Her husband died in 2004.

• Sally Forrest (Katherine Feeney), actor and dancer, born 28 May 1928; died 15 March 2015

The above “Guardian” obituary can also be accessed online here.

Martha Vickers

Martha Vickers was born in 1925 in Ann Arbor, Michigan.   Her best known role is that of Karen Sternwood, the younger sister of Lauren Bacall in the classic film noir “The Big Sleep” in 1946.   Other film sinclude “Ruthless”, “Daughters of the West” and in 1960 her final film “Four Fast Guns”.   Martha Vickers died in 1971 aged 46.

Gary Brumburgh’s entry:

Lovely, auburn-haired Martha Vickers (nee Martha MacVicar) was born in Ann Arbor, Michigan, on May 28, 1925, the daughter of James S. and Frances MacVicar. After attending schools in various states – Florida, Texas and California – she and her family settled on the West Coast. A raving beauty, she broke into the entertainment field as a model for still photographer William Mortenson. This attracted the interest of David O. Selznick and she signed a starlet contract with him, but nothing came of it. Universal took over her contract where she was groomed in inauspicious bit parts such as her corpse/victim in Frankenstein Meets the Wolf Man (1943), and in such low-level entries as Captive Wild Woman (1943) and The Mummy’s Ghost (1944). In between assignments, Martha earned WWII pin-up exposure in such magazines as “Yank: The Army Weekly.”

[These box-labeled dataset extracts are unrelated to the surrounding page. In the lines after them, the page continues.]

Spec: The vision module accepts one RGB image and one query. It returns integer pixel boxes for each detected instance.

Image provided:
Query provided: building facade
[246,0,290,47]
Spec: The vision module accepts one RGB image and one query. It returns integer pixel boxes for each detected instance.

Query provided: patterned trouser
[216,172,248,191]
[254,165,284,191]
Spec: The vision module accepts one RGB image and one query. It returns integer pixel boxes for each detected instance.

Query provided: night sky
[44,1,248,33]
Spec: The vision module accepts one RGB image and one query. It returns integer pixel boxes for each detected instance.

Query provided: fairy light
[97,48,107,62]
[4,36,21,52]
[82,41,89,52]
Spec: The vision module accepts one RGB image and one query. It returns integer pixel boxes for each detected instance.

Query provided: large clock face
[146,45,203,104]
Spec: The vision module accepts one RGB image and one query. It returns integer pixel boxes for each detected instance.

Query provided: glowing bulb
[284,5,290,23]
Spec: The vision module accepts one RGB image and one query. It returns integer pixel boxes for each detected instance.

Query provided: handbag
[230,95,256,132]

RKO gave her some higher-level billing chances with Marine Raiders (1944) and The Falcon in Mexico (1944), but it was Warner Bros. that put her officially on the map. The enticing Martha earned celebrity status and a new stage moniker when she generated some real heat as Lauren Bacall‘s wild, thumb-sucking sister Carmen in the film noir classic The Big Sleep (1946), which also starred Humphrey Bogart, playing the teenage nymphet “bad girl” for all it was worth. This major success quickly led to other “B” roles and not necessarily all “bad girl” parts. Highly appealing as the second femme lead in the pleasant musical The Time, the Place and the Girl (1946), Martha looked radiant but was overlooked for bigger things. She continued on and disrupted the proceedings again in the atmospheric film noir The Man I Love (1947) with Ida Lupino and finally earned leading lady status in That Way with Women (1947) opposite Dane Clark.

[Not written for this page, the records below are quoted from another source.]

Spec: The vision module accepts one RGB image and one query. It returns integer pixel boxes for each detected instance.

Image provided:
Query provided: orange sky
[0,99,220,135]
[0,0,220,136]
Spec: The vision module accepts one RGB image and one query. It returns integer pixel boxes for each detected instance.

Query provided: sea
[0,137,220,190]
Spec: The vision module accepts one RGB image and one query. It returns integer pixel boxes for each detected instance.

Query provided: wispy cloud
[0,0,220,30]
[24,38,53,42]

Very much a part of the Hollywood dating scene, which included actor James Stewart and director Frederick De Cordova, Martha finally married producer A.C. Lyles in March of 1948, but the marriage was over within a couple of months. Post-war films included Love and Learn (1947), another film noir piece Ruthless (1948), and the melodrama Bad Boy(1949), which was Audie Murphy‘s first starring role. She ended the decade top-lining the “Poverty-Row” drama Alimony (1949). Surprisingly, Martha’s high-profiled second marriage in 1949 to film star Mickey Rooney (she was his third wife) did not advance her career. In fact, Martha was not seen in films at all during this period. Despite the couple having a son, Teddy Rooney, the next year (1950), Rooney had already hit the nadir of his career and had turned excessively to the bottle. Her marriage to Rooney would be short-lived as well.

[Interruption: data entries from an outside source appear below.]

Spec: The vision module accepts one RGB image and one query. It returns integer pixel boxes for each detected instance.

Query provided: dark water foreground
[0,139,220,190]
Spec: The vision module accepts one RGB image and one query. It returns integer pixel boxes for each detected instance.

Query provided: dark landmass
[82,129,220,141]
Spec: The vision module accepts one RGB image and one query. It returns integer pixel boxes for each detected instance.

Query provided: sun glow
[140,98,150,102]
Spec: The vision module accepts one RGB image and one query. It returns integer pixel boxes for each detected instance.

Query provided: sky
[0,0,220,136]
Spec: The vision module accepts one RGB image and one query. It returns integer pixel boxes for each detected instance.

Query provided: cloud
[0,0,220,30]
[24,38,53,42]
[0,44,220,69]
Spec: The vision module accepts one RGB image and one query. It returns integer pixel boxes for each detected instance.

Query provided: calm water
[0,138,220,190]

Martha married a third time in 1954 to Chilean polo player-turned-actor Manuel Rojas, best known for his co-starring role in The Magnificent Matador (1955), and she finally returned to the screen in The Big Bluff (1955) co-starring with John Bromfield. The momentum, however, was gone and the movie did nothing to generate new interest. She did move, however, into TV and performed effectively in a number of dramatic showcases. She and Rojas had two children, Tina and Tessa. In 1960, Martha did her last filming with the western Four Fast Guns (1960) and after guesting on a couple of episodes of the TV series “The Rebel,” ended her career. Not much was heard from this sultry beauty until her death from cancer in 1971 at age 46 in Hollywood, California.